Um editorial da revista científica The Lancet, intitulado "Novos Começos para a América Latina?", publicado neste sábado, afirma que há muito em jogo nas eleições presidenciais do Brasil, e alerta para uma possível instabilidade política no caso de uma derrota do presidente Jair Bolsonaro (PL).

"Se as pesquisas estiverem corretas, Bolsonaro será derrotado por Luiz Inácio Lula da Silva no primeiro ou no segundo turno. Entretanto, a diferença entre ambos está ficando mais estreita", afirma o editorial da revista, considerada uma das mais importantes publicações científicas em todo o mundo.

"Há temores de que Bolsonaro, conhecido por sua volatilidade e incitação indireta à violência, não sairá passivamente ", diz o texto, que ressalta as críticas do atual mandatário ao sistema eleitoral brasileiro.


"O gerenciamento desastroso de Bolsonaro da pandemia de covid-19 e seu desrespeito às mulheres, minorias étnicas, povos indígenas e ao meio ambiente são amplamente conhecidos. Em seu governo [...] a desigualdade e a pobreza aumentaram vertiginosamente, e o Brasil voltou ao mapa da fome."

"Correspondências publicadas na The Lancet descrevem como cientistas e instituições científicas vem sendo sabotadas.
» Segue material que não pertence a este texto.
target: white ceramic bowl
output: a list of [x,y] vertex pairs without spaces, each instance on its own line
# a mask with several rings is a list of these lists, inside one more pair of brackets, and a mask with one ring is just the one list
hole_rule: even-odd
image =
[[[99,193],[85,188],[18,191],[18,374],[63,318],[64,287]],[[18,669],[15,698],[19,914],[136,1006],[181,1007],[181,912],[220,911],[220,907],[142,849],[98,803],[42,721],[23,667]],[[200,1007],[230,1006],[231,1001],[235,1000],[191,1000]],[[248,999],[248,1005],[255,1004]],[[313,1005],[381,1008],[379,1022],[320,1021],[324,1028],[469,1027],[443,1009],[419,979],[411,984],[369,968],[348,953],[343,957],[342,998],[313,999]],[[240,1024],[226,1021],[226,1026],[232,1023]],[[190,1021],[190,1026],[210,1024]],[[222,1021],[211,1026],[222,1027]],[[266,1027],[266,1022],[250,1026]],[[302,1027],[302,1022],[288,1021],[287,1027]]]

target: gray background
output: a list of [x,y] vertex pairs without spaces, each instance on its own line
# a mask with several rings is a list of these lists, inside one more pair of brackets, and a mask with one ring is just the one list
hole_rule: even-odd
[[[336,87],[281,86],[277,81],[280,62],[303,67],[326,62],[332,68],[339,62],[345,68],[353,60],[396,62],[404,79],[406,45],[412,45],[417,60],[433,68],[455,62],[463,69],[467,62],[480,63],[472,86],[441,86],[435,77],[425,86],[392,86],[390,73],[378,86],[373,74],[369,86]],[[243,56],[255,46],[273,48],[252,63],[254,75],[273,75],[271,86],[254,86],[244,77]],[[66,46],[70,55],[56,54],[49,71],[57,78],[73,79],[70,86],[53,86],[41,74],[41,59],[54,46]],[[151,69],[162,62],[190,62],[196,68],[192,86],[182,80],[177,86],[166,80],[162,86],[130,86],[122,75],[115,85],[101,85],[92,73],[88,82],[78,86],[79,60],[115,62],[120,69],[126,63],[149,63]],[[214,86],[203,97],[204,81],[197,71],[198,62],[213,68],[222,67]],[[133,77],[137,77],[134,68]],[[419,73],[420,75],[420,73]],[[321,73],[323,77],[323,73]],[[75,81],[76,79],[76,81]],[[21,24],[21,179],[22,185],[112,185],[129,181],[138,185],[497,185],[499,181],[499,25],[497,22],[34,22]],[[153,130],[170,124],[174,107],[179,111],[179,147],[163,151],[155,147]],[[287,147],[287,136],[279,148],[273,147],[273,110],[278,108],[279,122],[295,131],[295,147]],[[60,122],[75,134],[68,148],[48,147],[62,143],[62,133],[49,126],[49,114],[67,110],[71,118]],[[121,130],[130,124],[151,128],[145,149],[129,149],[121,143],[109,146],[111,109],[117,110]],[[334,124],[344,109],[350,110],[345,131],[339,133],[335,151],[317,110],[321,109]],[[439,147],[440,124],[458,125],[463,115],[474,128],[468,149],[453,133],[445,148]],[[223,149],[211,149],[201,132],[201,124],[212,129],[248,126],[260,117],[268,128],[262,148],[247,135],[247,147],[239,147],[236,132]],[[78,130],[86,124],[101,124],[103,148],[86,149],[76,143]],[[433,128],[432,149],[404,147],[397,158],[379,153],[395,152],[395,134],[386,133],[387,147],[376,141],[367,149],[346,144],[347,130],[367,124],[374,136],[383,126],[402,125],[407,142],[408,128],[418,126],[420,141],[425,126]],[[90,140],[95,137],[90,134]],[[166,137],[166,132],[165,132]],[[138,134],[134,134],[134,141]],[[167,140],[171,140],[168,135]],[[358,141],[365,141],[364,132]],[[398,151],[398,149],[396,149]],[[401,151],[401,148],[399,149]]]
O Brasil precisa de mudança urgente", dizem os editores da revista.

"Se as previsões para as eleições no Brasil estiverem corretas, o país se juntará a outras nações latino-americanas onde existem esperanças renovadas de mudanças progressivas na sociedade". Como exemplo, a revista cita as eleições de Gustavo Petro, na Colômbia, "um ex-guerrilheiro que tomou posse em agosto"; e Gabriel Boric no Chile.

O editorial afirma que Petro e Boric se diferenciam dos demais líderes latino-americanos por incluírem em suas agendas os temas da sustentabilidade, proteção aos direitos das mulheres e a inclusão política das minorias étnicas.

"Há uma chance sem precedentes para novos começos na América Latina; uma oportunidade de realizar mudanças positivas para aliviar a negligência, desigualdade e violência aprofundadas. Esperamos que o Brasil opte por aproveitar essa oportunidade", concluem os editores.